Правофланговые Комсомола
Шрифт:
А между тем не только в лесной глухомани, но и в городе были готовые на все враги. Они с отчаянностью обреченных подогревали в себе тускнеющие надежды на возврат старых времен, вредили как могли, не останавливаясь порой даже перед террором. Город был потрясен, когда разнеслась весть, что в своем рабочем кабинете, за письменным столом убит по-бандитски, топором в затылок, Ярослав Галан.
Коммунист, интернационалист, талантливый писатель-публицист, Галан был кумиром студентов, одним из тех, с кого Василий и его друзья учились «делать жизнь», — реальный, живой, не книжный герой, обаятельный и остроумный в непринужденной беседе в студенческой аудитории,
Василий долго вынашивал одну очень важную для себя мысль, пока не утвердился в ней окончательно: я могу, решил он, я должен стать коммунистом, и он написал заявление о приеме в партию. Одной из самых светлых, «звездных» минут своей жизни он считал партийное собрание, на котором коммунисты факультета единодушно проголосовали за прием комсомольца Рагузова кандидатом в члены партии.
Если глянуть со стороны, Рагузову все вроде бы давалось легко и везде он успевал, но так только казалось: просто он умел сызмальства выработать привычку сосредоточиваться на главном, не вязнуть в мелочах, то есть работать рационально, быстро, с максимально возможным эффектом, избегая столь любимого некоторыми пенного шума и общественного внимания, которыми они стараются облечь свое даже самое никчемное дело.

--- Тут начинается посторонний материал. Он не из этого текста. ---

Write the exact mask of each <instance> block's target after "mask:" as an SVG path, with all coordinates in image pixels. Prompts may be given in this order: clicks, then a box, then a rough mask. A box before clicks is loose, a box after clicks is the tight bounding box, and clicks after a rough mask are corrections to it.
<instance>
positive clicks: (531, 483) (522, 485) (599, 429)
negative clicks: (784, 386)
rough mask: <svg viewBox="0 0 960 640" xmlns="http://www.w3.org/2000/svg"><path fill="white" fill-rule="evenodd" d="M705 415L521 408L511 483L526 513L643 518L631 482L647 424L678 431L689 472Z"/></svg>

Студентам приходилось много отдавать внелекционного времени для того, чтобы привести в порядок институт и прилегающую территорию, ремонтировать общежития, оформлять аудитории, кабинеты, мастерить стенды, чинить мебель. Василий был незаменим: он и столярничал, и окна в общежитии красил, требовалось — становился за грузчика или подавальщика кирпича, сажал с товарищами деревья на склонах улицы Суворова и в новом парке культуры и отдыха, много фантазии, изобретательности проявлял, оформляя студенческие праздники, стенгазеты, боевые листки.

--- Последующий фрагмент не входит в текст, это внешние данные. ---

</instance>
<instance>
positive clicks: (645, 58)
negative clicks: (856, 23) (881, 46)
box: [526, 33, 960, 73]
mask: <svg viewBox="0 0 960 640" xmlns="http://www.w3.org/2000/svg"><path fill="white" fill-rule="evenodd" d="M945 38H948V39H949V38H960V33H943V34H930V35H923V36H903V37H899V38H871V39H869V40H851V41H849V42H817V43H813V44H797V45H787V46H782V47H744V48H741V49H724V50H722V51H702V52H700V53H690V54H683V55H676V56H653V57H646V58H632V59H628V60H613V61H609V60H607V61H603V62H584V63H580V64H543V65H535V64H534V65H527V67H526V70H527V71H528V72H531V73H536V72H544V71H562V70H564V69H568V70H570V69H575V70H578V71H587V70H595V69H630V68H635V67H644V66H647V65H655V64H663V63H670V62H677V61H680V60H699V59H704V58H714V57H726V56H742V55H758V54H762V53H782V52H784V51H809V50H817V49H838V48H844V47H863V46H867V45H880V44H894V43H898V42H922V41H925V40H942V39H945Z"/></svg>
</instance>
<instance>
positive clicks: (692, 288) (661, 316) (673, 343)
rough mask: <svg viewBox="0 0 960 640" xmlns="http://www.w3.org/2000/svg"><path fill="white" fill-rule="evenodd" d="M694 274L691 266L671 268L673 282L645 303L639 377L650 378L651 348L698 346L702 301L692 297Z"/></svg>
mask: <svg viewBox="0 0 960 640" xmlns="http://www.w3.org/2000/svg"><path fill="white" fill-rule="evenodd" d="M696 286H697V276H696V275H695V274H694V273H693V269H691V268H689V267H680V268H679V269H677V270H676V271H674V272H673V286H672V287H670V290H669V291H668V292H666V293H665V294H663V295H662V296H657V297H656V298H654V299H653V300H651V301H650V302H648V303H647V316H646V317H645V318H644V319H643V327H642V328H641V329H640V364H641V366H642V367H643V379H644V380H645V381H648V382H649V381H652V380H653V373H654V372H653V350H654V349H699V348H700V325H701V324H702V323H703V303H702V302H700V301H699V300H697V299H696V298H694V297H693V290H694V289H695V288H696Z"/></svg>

Одним из добрых студенческих дел была забота о детском доме, и, как нетрудно догадаться, Василий, бывший детдомовец, стал организатором этого шефства. Он любил повозиться с ребятишками, умел устроить веселую кутерьму, рассказать интересную историю или сочинить необычную побасенку. Но больше всего ему доставляло удовольствие мастерить с детдомовскими ребятами украшения, игрушки, чтобы нарядить новогоднюю елку, и этот нехитрый обряд его стараниями и выдумкой превращался в яркую часть новогоднего праздника.

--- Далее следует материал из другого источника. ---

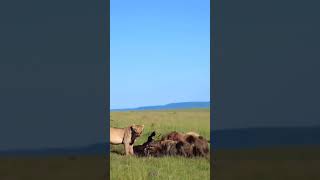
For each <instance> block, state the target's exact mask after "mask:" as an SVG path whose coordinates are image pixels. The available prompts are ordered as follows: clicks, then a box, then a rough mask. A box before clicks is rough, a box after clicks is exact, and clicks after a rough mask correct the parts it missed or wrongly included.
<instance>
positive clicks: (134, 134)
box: [110, 125, 144, 155]
mask: <svg viewBox="0 0 320 180" xmlns="http://www.w3.org/2000/svg"><path fill="white" fill-rule="evenodd" d="M143 128H144V126H143V125H132V126H129V127H126V128H110V144H113V145H118V144H124V150H125V154H126V155H129V154H130V155H134V152H133V144H134V142H135V140H136V138H137V137H139V136H140V135H141V133H142V131H143Z"/></svg>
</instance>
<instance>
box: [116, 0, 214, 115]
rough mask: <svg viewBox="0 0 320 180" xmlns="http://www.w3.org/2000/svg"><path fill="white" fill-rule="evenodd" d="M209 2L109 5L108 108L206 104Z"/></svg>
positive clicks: (170, 0) (138, 3)
mask: <svg viewBox="0 0 320 180" xmlns="http://www.w3.org/2000/svg"><path fill="white" fill-rule="evenodd" d="M209 3H210V1H209V0H201V1H196V0H157V1H154V0H137V1H133V0H111V2H110V11H111V12H110V15H111V17H110V18H111V20H110V39H111V41H110V46H111V47H110V61H111V62H110V76H111V77H110V78H111V79H110V91H111V92H110V98H111V102H110V106H111V109H118V108H133V107H139V106H149V105H162V104H167V103H173V102H188V101H209V100H210V4H209Z"/></svg>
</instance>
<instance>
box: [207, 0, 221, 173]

Навыки художника помогали ему иногда немного пополнять скудный студенческий бюджет, когда удавалось, например, оформить витрину магазина, красный уголок предприятия или нарисовать афишу для клуба или кинотеатра. «И великие мастера не чуждались поденщины, — говорил он, улыбаясь. — Мои главные картины еще впереди». И действительно, рисовал много и серьезно. В квартире во Львове хранятся сейчас наброски, этюды, пейзажи, портреты жены, ее отца, копии полотен известных мастеров.
«Вот уж, право, не знаешь, где найдешь, где потеряешь», — шутил, бывало, Василий, рассказывая с удовольствием друзьям о неожиданном и несколько необычном знакомстве с будущей женой. Перепал ему как-то заказ от артели «Красный картонщик» — нарисовать лозунги, вывески, клуб привести в порядок. Вознаграждение полагалось
Рагузов как раз торопился куда-то, но, глянув в глаза девушки-комсорга, тут же согласился, незаметно увлекся и создал стенгазету, хоть на конкурс направляй.
После этого случая Василий зачастил на «Красный картонщик» и, даже если не было заказов, весьма изобретательно находил предлог для посещения. Разрисовывая по собственной инициативе очередную стенгазету «красным картонщикам», студент-художник весело балагурил, был мил и дурашлив, как школьник, стараясь рассмешить девушку-комсорга, а в душе чувствовал: дело-то, брат, похоже, серьезное.
Летом его призвали на воинские сборы. Василий почти каждую свободную минуту писал Симе письма, почему-то суховатые и деловитые, как рапортички:
«…С понедельника начинаю оформлять полковой клуб. Думаю оставить после себя здесь небольшую память…»
«Только когда работаю, забывается все, и время идет незаметно. Еще прибавилась общественная работа: избрали секретарем комсомольской организации сборов. От жизни здесь не отстаю, хотя и располагаемся в лесу: слушаю радио, газеты доставляют регулярно (интересная деталь — регулярная доставка газет, она еще проявится позже в этом рассказе. — Б.Ч.). Здесь очень много красивых мест, рисовать и рисовать бы, да беда, времени мало…»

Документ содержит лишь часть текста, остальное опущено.